The solemn liturgy of Holy Week, and particularly the Sacred Triduum of Holy Thursday, Good Friday and the Easter Vigil, is not far away.
Because of its solemnity and rich symbolism, it needs to be seen as well as heard by congregations, which are generally bigger than the average number attending Sunday Masses.
If the people in the pews cannot see the liturgical action clearly, or hear the prayers satisfactorily, they can miss out on the significance of the traditional liturgical rites that serve to bind Christ and his Church in the closest way possible.
It is always useful to have a commentator to offer short explanatory details of the action that is unfolding before them and in which they are taking an active role.
If the priest and ministers know what they are doing and the significance of each step of the way, the congregation will pick up the sense of the spiritual journey as the rite follows the passion and death of Jesus Christ.
When the celebrant prostrates himself at the altar steps on Good Friday and slowly unveils the cross as he mounts the steps, the serious moments of Jesus’ crucifixion and saving death can be fruitfully and effectively conveyed without any dramatic exaggerations or play acting.
The foot-washing ceremony on Holy Thursday is perhaps one of the most meaningful of the Sacred Triduum’s liturgical moments.
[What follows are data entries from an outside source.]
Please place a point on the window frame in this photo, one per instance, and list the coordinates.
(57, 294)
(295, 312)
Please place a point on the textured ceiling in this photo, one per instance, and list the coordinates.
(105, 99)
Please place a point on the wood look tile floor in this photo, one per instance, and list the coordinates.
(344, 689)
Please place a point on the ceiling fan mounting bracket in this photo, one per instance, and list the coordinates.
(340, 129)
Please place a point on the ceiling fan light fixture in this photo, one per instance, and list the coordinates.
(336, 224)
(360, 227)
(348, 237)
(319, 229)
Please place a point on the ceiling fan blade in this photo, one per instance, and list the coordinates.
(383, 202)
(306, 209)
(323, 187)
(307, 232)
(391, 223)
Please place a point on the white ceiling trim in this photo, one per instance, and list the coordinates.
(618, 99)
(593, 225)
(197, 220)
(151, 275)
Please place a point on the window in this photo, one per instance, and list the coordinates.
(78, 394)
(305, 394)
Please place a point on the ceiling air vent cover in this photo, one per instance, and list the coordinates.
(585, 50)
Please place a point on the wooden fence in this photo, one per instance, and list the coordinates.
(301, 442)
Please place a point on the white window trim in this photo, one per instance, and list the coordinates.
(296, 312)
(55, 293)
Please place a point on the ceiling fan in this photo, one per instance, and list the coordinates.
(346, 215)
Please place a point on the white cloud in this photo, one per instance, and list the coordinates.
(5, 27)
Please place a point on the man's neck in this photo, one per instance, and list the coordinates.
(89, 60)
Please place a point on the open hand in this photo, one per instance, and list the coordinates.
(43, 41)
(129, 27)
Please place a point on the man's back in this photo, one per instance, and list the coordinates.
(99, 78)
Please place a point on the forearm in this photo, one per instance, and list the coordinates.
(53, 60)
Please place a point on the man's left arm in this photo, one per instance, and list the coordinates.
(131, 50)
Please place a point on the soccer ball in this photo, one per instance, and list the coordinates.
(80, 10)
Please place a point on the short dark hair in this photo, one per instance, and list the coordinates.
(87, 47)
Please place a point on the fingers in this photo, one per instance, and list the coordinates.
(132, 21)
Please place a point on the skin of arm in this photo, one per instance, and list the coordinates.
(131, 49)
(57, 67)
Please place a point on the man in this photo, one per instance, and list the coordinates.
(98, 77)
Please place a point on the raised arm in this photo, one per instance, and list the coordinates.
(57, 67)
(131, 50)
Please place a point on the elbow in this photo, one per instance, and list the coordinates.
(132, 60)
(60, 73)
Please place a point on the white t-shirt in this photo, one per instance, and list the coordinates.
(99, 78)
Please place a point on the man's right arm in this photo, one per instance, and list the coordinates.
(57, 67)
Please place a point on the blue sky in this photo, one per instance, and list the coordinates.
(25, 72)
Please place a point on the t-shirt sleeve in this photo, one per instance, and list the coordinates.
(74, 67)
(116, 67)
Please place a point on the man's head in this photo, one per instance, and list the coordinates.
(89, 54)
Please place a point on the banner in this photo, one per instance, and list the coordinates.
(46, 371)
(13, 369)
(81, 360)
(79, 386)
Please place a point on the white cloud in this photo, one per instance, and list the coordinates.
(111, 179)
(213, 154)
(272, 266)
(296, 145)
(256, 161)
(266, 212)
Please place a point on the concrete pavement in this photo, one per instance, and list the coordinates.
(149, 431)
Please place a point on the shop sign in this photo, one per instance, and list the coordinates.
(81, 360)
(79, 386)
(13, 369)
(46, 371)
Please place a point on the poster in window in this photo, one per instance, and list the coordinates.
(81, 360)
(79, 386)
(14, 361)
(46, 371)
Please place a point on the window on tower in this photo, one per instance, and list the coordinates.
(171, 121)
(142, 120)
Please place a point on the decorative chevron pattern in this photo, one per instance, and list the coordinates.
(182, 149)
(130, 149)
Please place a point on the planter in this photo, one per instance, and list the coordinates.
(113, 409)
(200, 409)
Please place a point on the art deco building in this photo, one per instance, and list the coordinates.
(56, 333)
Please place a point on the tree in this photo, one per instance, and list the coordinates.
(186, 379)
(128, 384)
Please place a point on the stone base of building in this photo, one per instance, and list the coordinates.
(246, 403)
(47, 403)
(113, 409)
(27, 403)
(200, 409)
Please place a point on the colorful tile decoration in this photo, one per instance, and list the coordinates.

It has been made even more significant now.
In January, Pope Francis ordered a change in the rubrics of the rite. He declared that he wanted to improve the procedure in order to fully express the meaning of what Jesus did in the Upper Room, giving of himself “to the very end” for the salvation of the world.
Up to that point the candidates chosen for the foot washing at the Mass of the Lord’s Supper were all male. In future that will not apply and anyone may be chosen, male, female, young, old, healthy and sick, clerics and consecrated men and women.
Pope Francis made it plain that these chosen few (no number was mentioned) must be given an appropriate explanation of what the foot-washing rite means.
The simple little dramatic observance forcefully reenacts our Lord’s gesture of humility when he washed and dried the feet of his apostles on the night he was betrayed.
He said: “You call me Teacher and Lord, and you are right, for so I am. If I then, your Lord and Teacher, have washed your feet, you also ought to wash one another’s feet. For I have given you an example, that you also should do as I have done to you” (John 13:12-14).
Christ’s words are not directed only to the bishops or priests who perform the rite and who must conform themselves to Christ who came not to be served but to serve. They are meant to move the hearts and souls of every disciple of Jesus without exception.
The foot-washing is not obligatory at the Mass of the Lord’s Supper. Pastors have to decide according to the circumstances and needs of the parish.
But when it can be done, it should be done. Jesus instituted the Eucharist and the order of priesthood on Holy Thursday. At the same time he made the foot-washing the lesson to be learned by all who have since gathered around the altar in commemorating that sacred night.
Pastors can choose anybody to participate in the foot-washing ceremony. Those who share in it represent the entire People of God, and this should be highlighted in the homily of the Mass.
For maximum spiritual enrichment, this is a moment that every soul in the congregation should be able to see and appreciate. Those responsible for the Holy Week ceremonies should do their very best to ensure this.